How to simplify calculation of this gradient

least squaresmultivariable-calculusvector analysis

Goal: Given $f(\alpha) :=\dfrac{1}{2} \|y-X\alpha\|_2^2$ I want to show that $\nabla f(\alpha)=0\iff X^T X\alpha = X^T y$ where: $X\in\mathbb{R}^{n\times p},\alpha\in\mathbb{R}^p,y\in\mathbb{R}^n$.


If I compute the gradient according to definition I have no problem showing this. But in the lecture the professor is using some gradient/vector propreties as shortcuts and I want to be able to recognise and use them as well. But when using shortcut my solution is wrong by a transposition and I want to know why it fails. Here are the steps:
$$ \nabla f(\alpha) = \frac{1}{2}\frac{d}{d\alpha}\Big(\|y\|_2^2-2y^T X\alpha+\alpha^TX^TX\alpha\Big) $$
I know that $\dfrac{d}{dx} x^TAx = (A+A^T)x$ so $\dfrac{d}{d\alpha} \alpha^TX^TX\alpha = 2X^TX\alpha$ since $X^TX$ is symmetric. Also $\dfrac{d}{d\alpha} \|y\|_2^2= 0$ goes by itself. The error lies in the last gradient calcul I have to do. Here's what I've done:

Since for $x\in\mathbb{R}^p$ $\dfrac{d}{dx} (x) = E\in\mathbb{R}^{p\times p}$ the identity matrix, then: $\dfrac{d}{d\alpha} 2y^TX\alpha = 2y^TX\cdot E = 2y^TX$. It leads to the result:
$$ \nabla f(\alpha)=0\iff X^T X\alpha = y^T X$$
Which is false by a transposition, the dimensions are not matching so it doesn't really make sense. So question is: Why doesn't my shortcut work in this case, and in what other easy way can I make this work ?

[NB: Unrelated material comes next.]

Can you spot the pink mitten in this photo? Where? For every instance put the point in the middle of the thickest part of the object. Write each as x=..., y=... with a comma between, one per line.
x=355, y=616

Note: The same problem arise when I consider $f:\mathbb{R}^n\to \mathbb{R}$, $f(x) = (1,\dots,1)\cdot \begin{pmatrix}x_1\\ \vdots\\ x_n\end{pmatrix}= x_1+\cdots +x_n$. Obviously $\nabla f(x) = \begin{pmatrix} 1\\ \vdots \\ 1\end{pmatrix}\in\mathbb{R}^n$. But using the same shortcut as above we have:
$$ \frac{d}{dx} \big(\;(1,\dots,1)\cdot \begin{pmatrix}x_1\\ \vdots\\ x_n\end{pmatrix}\;\big)=(1,\dots,1)\cdot E_{n\times n} = (1,\dots,1)\in\mathbb{R}^{1\times n} $$
Same, nearly the right answer but not quite.

Best Answer

$\def\p#1#2{\frac{\partial #1}{\partial #2}}$ Explicit use of the inner (dot) product is one way to avoid the transposition error.

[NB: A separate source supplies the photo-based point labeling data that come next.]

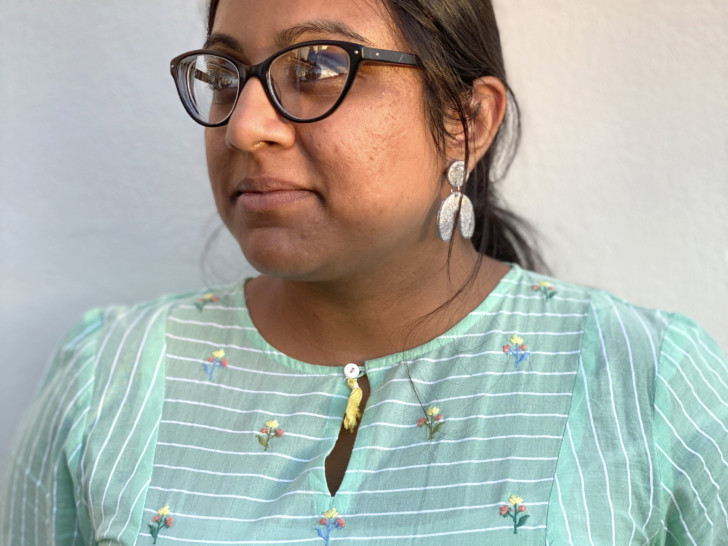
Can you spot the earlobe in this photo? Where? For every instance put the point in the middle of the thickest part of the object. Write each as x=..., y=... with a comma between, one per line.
x=489, y=107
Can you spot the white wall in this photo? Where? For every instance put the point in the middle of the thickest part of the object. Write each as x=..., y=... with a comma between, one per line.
x=104, y=198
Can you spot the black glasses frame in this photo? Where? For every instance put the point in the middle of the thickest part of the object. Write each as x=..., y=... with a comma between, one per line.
x=357, y=55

Define the vector $w=(X\cdot a-y),\,$ then write the function in terms of this vector and calculate its gradient. $$\eqalign{ f &= \tfrac 12w\cdot w \\ df &= w\cdot dw \;=\; w\cdot(X\cdot da) \;=\; (X^T\!\cdot w)\cdot da \\ \p{f}{a} &= X^T\!\cdot w \;=\; X^T(X\cdot a-y) \\ }$$ Taking the transpose of a matrix is never an issue, but anytime you find yourself taking the transpose of a vector, proceed with caution. Rewriting the equation using dot products is one fool-proof method. It forces you to arrange the expression on each side of a dot product into dimensionally compatible forms.

Another fool-proof method is to use dyadic products, while very complicated expressions often require index notation for a solution.